= Tempe Restored =

Play written by Aurelian Townshend

Tempe Restored was a Caroline-era masque written by Aurelian Townshend and designed by Inigo Jones, and performed at Whitehall Palace on Shrove Tuesday, 14 February 1632. It was significant as an early instance in which a woman appeared in a speaking role in a public stage performance in England.

==The show==
At this point in the reign of King Charles I, two large-scale masque productions were being staged at Court each winter season. For 1632, Albion's Triumph, another masque written by Townshend and dedicated to the King, had been staged on Twelfth Night, 6 January; Tempe Restored, a masque dedicated to Queen Henrietta Maria, followed a month later. (It had originally been scheduled for mid-January but was delayed by an illness of the Queen – a "soreness" in one of her eyes.) The Queen was intimately involved in the creation of the masque; she appeared and danced in it, along with fourteen of her ladies in waiting. (One of the fourteen was Lucy Hay, Countess of Carlisle.) The role of Circe in the masque was filled by a Frenchwoman, identified in the text as "Madame Coniack;" this may have been Elizabeth Coignet, a gentlewoman of the Queen's court. A "Mistress Shepherd" was also in the cast; she sang the role of the ancient Greek goddess of Harmony.
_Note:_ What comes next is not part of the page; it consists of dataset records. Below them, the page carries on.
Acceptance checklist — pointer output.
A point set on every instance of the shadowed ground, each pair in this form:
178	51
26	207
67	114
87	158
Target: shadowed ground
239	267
Townshend based his text on a French masque (or ballet de cour) of fifty years before; titled Balet Comique de la Royne, it was written by Balthasar de Beaujoyeulx and performed in 1581 by the French queen, Louise de Vaudemont. In the production of Townshend's masque, a young Thomas Killigrew, then a page to the King, appeared in the role of "a Fugitive Favourite." In Townshend's version as in the French work, Circe is enraged at the escape of one of her captive lovers, who has run to the Vale of Tempe. Circe dominates the first part of the performance, which features anti-masques danced by American Indian, barbarian, and animal figures. (The animals were Circe's transformed lovers, who combined human and animal characteristics; one, for example, was a scholar or "pedant" who had been changed into an ass. In addition to the pedant/ass, six barbarians, and seven Indians, the anti-masques featured dancers costumed as five hogs, four lions, three apes, two hounds, and a hare.) The anti-masque is dominated by a monstrous being called the "Pagoda," a faux-Oriental demon with black wings, long claws, and a bestial countenance. Circe is supplanted by Harmony for the masque's serious second portion, which includes figures from classical mythology such as Jupiter and Pallas Athena. Henrietta Maria danced the role of "Divine Beauty," and descended to the stage in a bejewelled golden chariot.

==Women onstage==
English actresses were not yet appearing on the stage in 1632 – though in Italy and France the prejudice against female performers was already in abeyance. (French actresses had appeared in England, to general hostility.) Henrietta Maria took a speaking role in a private 1626 performance of Honorat de Racan's pastoral Artenice, though this was far from a public performance. Tempe Restored was another step in the process of women appearing onstage in England. In the next year, the Queen would take a speaking role in Walter Montagu's masque The Shepherd's Paradise.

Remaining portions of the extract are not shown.